Approchez Ô passionnés du cinéma. Vous devez avoir parfaitement conscience que ceux qui écrivent toutes ces lignes sur ce site regardent de nombreux films. Le cinéma est un art extrêmement large regroupant tout un tas de genres de films. Dans ce temple du septième art se regroupe une petite quantité de films que l’on aime surnommer les « must see ». Des films très, peu ou pas connus qui méritent une attention particulière. Ils seront parfois mauvais, parfois excellents, mais ils méritent d’être vus pour leur contenu. C’est pourquoi nous créons cette rubrique où nous analyserons différents films, choisis de manière aléatoire, que nous critiquerons d’un point de vue cinématographique pour comprendre pourquoi tel ou tel film mérite une attention particulière malgré parfois son peu de qualité.

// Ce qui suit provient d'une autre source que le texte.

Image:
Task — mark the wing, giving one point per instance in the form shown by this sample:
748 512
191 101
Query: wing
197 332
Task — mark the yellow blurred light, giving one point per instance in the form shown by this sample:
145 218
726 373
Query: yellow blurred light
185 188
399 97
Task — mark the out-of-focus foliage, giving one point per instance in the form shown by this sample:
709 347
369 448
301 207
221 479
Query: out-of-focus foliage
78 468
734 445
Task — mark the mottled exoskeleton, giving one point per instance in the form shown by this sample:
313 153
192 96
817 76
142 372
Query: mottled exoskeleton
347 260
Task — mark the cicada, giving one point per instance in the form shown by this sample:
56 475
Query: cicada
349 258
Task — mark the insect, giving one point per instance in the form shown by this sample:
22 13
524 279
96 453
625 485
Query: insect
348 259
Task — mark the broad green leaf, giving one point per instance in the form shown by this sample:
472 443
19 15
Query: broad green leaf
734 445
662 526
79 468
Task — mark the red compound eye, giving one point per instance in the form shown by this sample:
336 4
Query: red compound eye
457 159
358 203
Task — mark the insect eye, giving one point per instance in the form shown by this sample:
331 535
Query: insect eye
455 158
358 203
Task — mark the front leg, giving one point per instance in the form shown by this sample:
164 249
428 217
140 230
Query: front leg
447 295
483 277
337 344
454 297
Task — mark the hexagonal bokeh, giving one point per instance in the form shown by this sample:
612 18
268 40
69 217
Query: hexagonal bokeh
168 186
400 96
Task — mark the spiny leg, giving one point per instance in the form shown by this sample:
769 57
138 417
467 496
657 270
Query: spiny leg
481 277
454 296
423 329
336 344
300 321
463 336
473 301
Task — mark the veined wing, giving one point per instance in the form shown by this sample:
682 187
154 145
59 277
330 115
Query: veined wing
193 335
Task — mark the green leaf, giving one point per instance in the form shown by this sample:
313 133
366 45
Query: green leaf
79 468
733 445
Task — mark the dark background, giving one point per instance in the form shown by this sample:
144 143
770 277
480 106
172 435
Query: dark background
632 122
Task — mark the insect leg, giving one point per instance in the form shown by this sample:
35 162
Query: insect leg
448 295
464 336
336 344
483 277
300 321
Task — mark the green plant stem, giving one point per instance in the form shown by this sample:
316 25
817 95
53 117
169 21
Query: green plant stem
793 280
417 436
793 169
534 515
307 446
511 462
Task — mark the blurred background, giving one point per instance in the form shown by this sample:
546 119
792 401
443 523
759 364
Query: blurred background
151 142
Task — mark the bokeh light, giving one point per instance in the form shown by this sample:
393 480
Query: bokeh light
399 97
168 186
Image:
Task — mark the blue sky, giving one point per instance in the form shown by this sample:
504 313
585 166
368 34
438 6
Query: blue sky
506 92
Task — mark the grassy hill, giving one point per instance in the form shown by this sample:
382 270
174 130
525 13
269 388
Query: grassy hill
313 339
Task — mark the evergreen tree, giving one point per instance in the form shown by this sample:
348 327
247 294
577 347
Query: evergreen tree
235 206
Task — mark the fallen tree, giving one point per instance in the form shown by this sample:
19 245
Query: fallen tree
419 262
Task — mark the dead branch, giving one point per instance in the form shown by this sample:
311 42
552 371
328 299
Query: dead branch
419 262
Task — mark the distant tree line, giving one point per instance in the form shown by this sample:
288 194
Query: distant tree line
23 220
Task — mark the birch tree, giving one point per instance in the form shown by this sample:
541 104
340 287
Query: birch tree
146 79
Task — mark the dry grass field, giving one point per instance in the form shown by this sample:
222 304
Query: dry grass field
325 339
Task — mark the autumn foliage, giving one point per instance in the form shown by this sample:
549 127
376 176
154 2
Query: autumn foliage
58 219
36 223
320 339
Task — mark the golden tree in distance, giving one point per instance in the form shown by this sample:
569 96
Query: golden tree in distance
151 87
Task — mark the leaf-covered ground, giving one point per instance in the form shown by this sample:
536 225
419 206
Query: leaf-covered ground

Pour cette première approche, nous parlerons de Horns. Film réalisé par Alexandre Aja en 2013, le film est une adaptation du roman de Joe Hill, fils du grand Stephen King. À l’affiche, le célèbre Daniel Radcliffe qui joue son deuxième rôle après la saga Harry Potter (La Dame en Noir, pour ceux qui se demandent quel était le premier). À ses côtés, Juno Temple (Mr Nobody, The Dark Knight Rises) ou encore Max Minghella (The Social Network, The Darkest Hour). Le film raconte l’histoire d’Ignatius, soupçonné d’avoir assassiné sa fiancée, Merrin Williams. Rejeté par tous ceux qu’il connaît, il a sombré dans le désespoir et le malheur. Un matin parmi tant d’autres, il se réveille avec une paire de cornes sur la tête. En découvrant que ces dernières lui permettent de faire avouer à n’importe qui leurs plus noirs secrets, il va se mettre en tête de retrouver le véritable tueur.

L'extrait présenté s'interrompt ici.